Who could have imagined that London and the island of Mauritius would between them change the face of higher education the world over?

That’s exactly what happened 150 years ago through a collaboration between the University of London and the Royal College, Mauritius – a collaboration that merely set out to solve an immediate problem. 

In 1864, CA Redl, the Rector of the Royal College, Mauritius, needed to find a consistent and reliable examination with which to test his students. Unable to find one in Mauritius, he wrote to the University of London for help through the Colonial Office in Downing Street. The University of London agreed with his suggestion, which was to treat the Royal College on the same basis as a UK provincial examination for matriculation and BA examinations.

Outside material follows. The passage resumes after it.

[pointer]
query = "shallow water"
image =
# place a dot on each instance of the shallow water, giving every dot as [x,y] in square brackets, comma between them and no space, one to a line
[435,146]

Thinking about this suggestion now, it seems quite reasonable. Although recent technologies have allowed phrases like “global village” to become commonplace, it is actually rather difficult, if not impossible, to imagine how strange such an idea would  have been in the mid-1800s and that the distance was perceived to be an insurmountable obstacle to examining in this way.  

Today, we talk of hours of travel between London and Mauritius – 150 years ago, we would have been talking about months of travel. All this underlines the brilliance of CA Redl’s suggestion that the University of London extend its project of inclusiveness and open access across continents.

And so in spring 1865, 11 examination papers made the 19,328-mile round trip from London to Mauritius, allowing six of the 11 students who took them to pass and matriculate at the University of London in October of the same year.  This event established the principles and precedents that led to the creation of the University of London International Programmes, then known as the External System, and that made distance and flexible learning a global success as we know it today.

The University of London continues its relationship with Mauritius today and has just under 500 students, all of whom will sit their examinations in Mauritius with the Mauritius Examinations Syndicate.

And, of course, the 500 students in Mauritius are part of a cohort of just under a million students worldwide – 54,000 students on full study programmes in 180 countries, and 922,000 studying free short Moocs through the Coursera online platform. Again, this makes the International Programmes the largest classroom in the world.

The University of London International Programmes enables students to study for prestigious University of London qualifications without leaving their home countries. 

Students studying through the International Programmes have gone on to win Nobel Prizes in Peace, Literature, Science and Economics. Examples include Nelson Mandela and Charles Kao, who was instrumental in transforming how we communicate through his development of fibre optics. Our students have made incredible contributions in shaping the world, and all this is thanks to the actions of CA Redl in Mauritius 150 years ago.   

Author Bio: Sir Adrian Smith is vice-chancellor of the University of London.